A new type of neuron lurks in the human brain, and we have no idea what it does

The human brain is one of the most complex structures ever to evolve on this planet, but we’re still barely able to understand exactly what sets it apart. We may be a little closer to figuring it out, thanks to a study published Monday in the journal Nature Neuroscience that reports a new type of brain cell—one unique to human beings.

It’s called the rosehip neuron, and they comprise about 10 to 15 percent of the upper layer of the human neocortex—the portion of the brain responsible for much of our advanced cognition. The purpose of the study was to understand the diversity of the neocortex and see whether humans possess types of neurons that are absent in other animals.

“We’ve never seen anything like it before,” says Gábor Tamás, a researcher from the University of Szeged in Hungary and coauthor of the new study. “The results are surprising, but we’re not surprised to find elements of this human neurocircuit that are possibly unique to our species. We’re not surprised that humans might have more enriched or elaborate neuron networks.” What is surprising, Tamás says, is how unique the neuron’s structure is, which seems to allow it to fire off signals in a super-specialized way. Unearthing more about that process and it works might shed more light on what gives the human brain dominion over the rest of the animal kingdom.

The neuronal survey of the upper layer of the human neocortex used two different techniques. At the Allen Institute for Brain Science in Seattle, researchers sequenced the gene profiles of individual cells isolated from people who had donated their brains after death. Meanwhile, Tamás and his team in Hungary conducted a systematic search of neurons with structures and other features that weren’t found in rodent brains, by measuring electrical activity in individual cells. Combined, those two approaches allowed researchers to identify the rosehip neuron and understand its shape, how it forwards signals to other neurons, and what genes govern its functions.

The peculiar feature of the rosehip neuron is the shape of its axon terminal, the signaling device of the neuron which releases neurotransmitters to other cells. Neurotransmitters basically act like a sort of language, which neurons use to communicate with one another. “This axon terminal on the rosehip cell,” says Tamás, “looks like a rosehip”—the accessory fruit of the rose plant that’s leftover after the petals fall off. This bushy, spindle-shape “is what initially caught our attention.”

The overall size of the cell is extremely compact. Take your smallest known animal neurons from previous research, and the rosehip neuron is virtually half that. The researchers are still not totally certain about their function, but they suspect that rosehip neurons selectively inhibit brain activity by putting the kibosh on activating (“excitatory”) neurons. Their compact, unique shape would make them well suited for this role. “This function is so specific that we haven’t seen anything like it,” says Tamás.

Although rodents lack the rosehip neurons, it doesn’t eliminate the possibility these cells are found in other animal brains. “There are other examples of cell types that are found in the human but not rodent brains, such as spindle neurons,” says Trygve Bakken, a scientist at the Allen Institute and a coauthor of the study. “These spindle neurons are also found in other highly social, large-brained mammals such as monkeys and dolphins, and it may be that rosehips are also found in these species.” We may be able to find rosehip neurons in other animals through the same techniques the team used, and figure out how they differ from human rosehips.

These cells, Tamás believes, are a good illustration of how evolution works: the process by which nature enriches biology over time and creates variety that will allow a species to develop more precise and more elaborate functions. “Evolution, in this case, provides food for thought,” he says. “The most important outcome of this study is that now we have proof that human matter is enriched, compared to standard animal models.”

In more practical terms, the findings could shed light on how we can predict and treat the onset and progression of a host of different neurological disorders.
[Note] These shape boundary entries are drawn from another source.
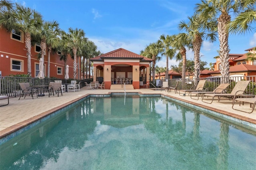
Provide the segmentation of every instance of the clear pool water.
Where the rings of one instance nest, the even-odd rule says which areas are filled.
[[[90,98],[0,146],[0,169],[255,169],[255,132],[161,97]]]

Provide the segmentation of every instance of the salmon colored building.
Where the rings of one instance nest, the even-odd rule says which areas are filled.
[[[247,49],[248,53],[256,53],[255,47]],[[229,72],[230,77],[249,76],[256,75],[256,60],[253,61],[247,60],[247,53],[242,54],[229,54]],[[219,58],[216,59],[216,63],[214,63],[214,71],[210,73],[213,76],[221,76],[220,61]]]
[[[11,75],[28,73],[28,57],[24,42],[24,34],[22,32],[9,32],[4,28],[0,28],[0,73],[2,76]],[[39,73],[39,61],[38,55],[41,50],[40,44],[32,45],[31,74],[35,77]],[[44,56],[44,75],[47,75],[47,66],[50,63],[50,77],[64,79],[65,65],[64,61],[60,60],[60,51],[50,53],[50,61],[48,61],[48,48]],[[68,57],[66,64],[69,65],[69,74],[73,78],[73,60]]]
[[[94,81],[102,78],[106,89],[125,83],[138,89],[149,83],[152,60],[126,49],[119,48],[90,60],[93,62]]]

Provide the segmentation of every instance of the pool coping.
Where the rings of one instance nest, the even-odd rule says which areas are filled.
[[[139,95],[140,96],[142,97],[162,97],[168,99],[171,99],[172,100],[171,100],[173,101],[176,101],[177,103],[183,102],[183,105],[192,105],[198,107],[200,107],[201,108],[206,109],[209,111],[218,113],[219,115],[218,116],[220,117],[226,118],[231,121],[234,121],[238,123],[241,123],[241,124],[248,125],[256,128],[256,120],[255,120],[194,103],[191,101],[177,98],[168,95],[161,93],[144,93],[140,92],[127,92],[126,93]],[[29,118],[17,124],[12,126],[0,131],[0,144],[2,143],[5,142],[6,141],[8,140],[10,138],[11,138],[16,135],[18,134],[21,133],[23,131],[26,131],[28,128],[26,128],[26,127],[29,127],[29,128],[30,128],[31,127],[31,126],[34,126],[40,123],[41,122],[41,120],[42,119],[44,118],[45,119],[48,119],[47,118],[48,117],[50,118],[53,116],[57,113],[54,114],[54,115],[53,115],[53,113],[56,112],[57,112],[58,113],[58,111],[60,111],[62,109],[66,108],[69,105],[72,105],[72,104],[78,102],[79,101],[84,100],[86,99],[85,98],[89,97],[111,97],[112,94],[114,94],[117,95],[120,94],[120,95],[123,95],[124,93],[120,92],[109,92],[107,93],[102,94],[86,94],[48,111],[41,113],[36,116]],[[182,104],[182,103],[180,104]],[[232,119],[230,119],[230,117],[232,118]]]

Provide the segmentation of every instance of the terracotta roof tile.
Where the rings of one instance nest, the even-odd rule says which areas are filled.
[[[239,64],[229,67],[229,72],[230,73],[248,71],[256,71],[256,65],[250,65],[248,64]],[[210,73],[211,74],[214,74],[219,73],[219,70],[216,70],[211,72]]]
[[[201,71],[201,74],[208,74],[209,73],[212,72],[211,70],[204,70]]]
[[[241,61],[241,60],[244,60],[246,59],[247,57],[247,56],[246,55],[246,54],[242,54],[242,55],[241,57],[239,57],[236,58],[236,59],[234,59],[233,60],[233,61]]]
[[[250,50],[252,50],[253,49],[255,48],[255,47],[252,47],[251,48],[248,48],[248,49],[246,49],[244,51],[250,51]]]
[[[151,59],[148,58],[140,55],[136,53],[122,48],[92,58],[90,60],[92,61],[103,61],[104,59],[106,58],[139,59],[142,61],[152,61]]]

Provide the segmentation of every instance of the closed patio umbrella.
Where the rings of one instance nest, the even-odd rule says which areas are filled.
[[[43,59],[40,58],[39,60],[39,73],[37,75],[37,77],[38,77],[40,79],[43,79],[44,78],[44,62],[43,61]]]
[[[69,66],[68,65],[67,65],[66,66],[66,72],[65,73],[65,79],[67,80],[69,79],[69,76],[68,75],[68,67]]]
The complexity of the human brain is tempered by the fact that we’re also victim to many kinds of afflictions that don’t affect other animals. “If rosehips are implicated in brain disorders, then we can design genetic tools to target this cell type to study and perhaps eventually for treatment,” says Bakken.

That work will be limited by the fact that, if these cells don’t exist in other animal models, then it’s extremely difficult to ethically study their role in treating disorders like Alzheimer’s or schizophrenia, since we can’t do the same type of experiments in mice that we can do in humans. “We’re stuck—it’s not easy to understand what the function of these cells are,” says Tamás. “However, we have a chance to do that in the future by examining rosehip cells in patients with specific disorders.” Linking the gene expression profiles of the rosehip cells with the genetic markers of known diseases could illuminate how rosehips are related to certain afflictions. Besides further characterizing rosehip neurons and surveying the brain cell diversity of other cortical layers, Tamás says the team is actually gearing up for a follow-up study on the role of rosehip cells on a specific neuropsychiatric disease in human, although he would not divulge which disease.

In one way, the findings really open up more questions they they answer. “Rosehip neurons represent one of our first ‘hits’” of these neurons” unique to humans, says Tamás. “There are some other emerging neurons in humans that we haven’t published yet.” Our new rosy picture might really just be a harbinger for a thicket of new discoveries.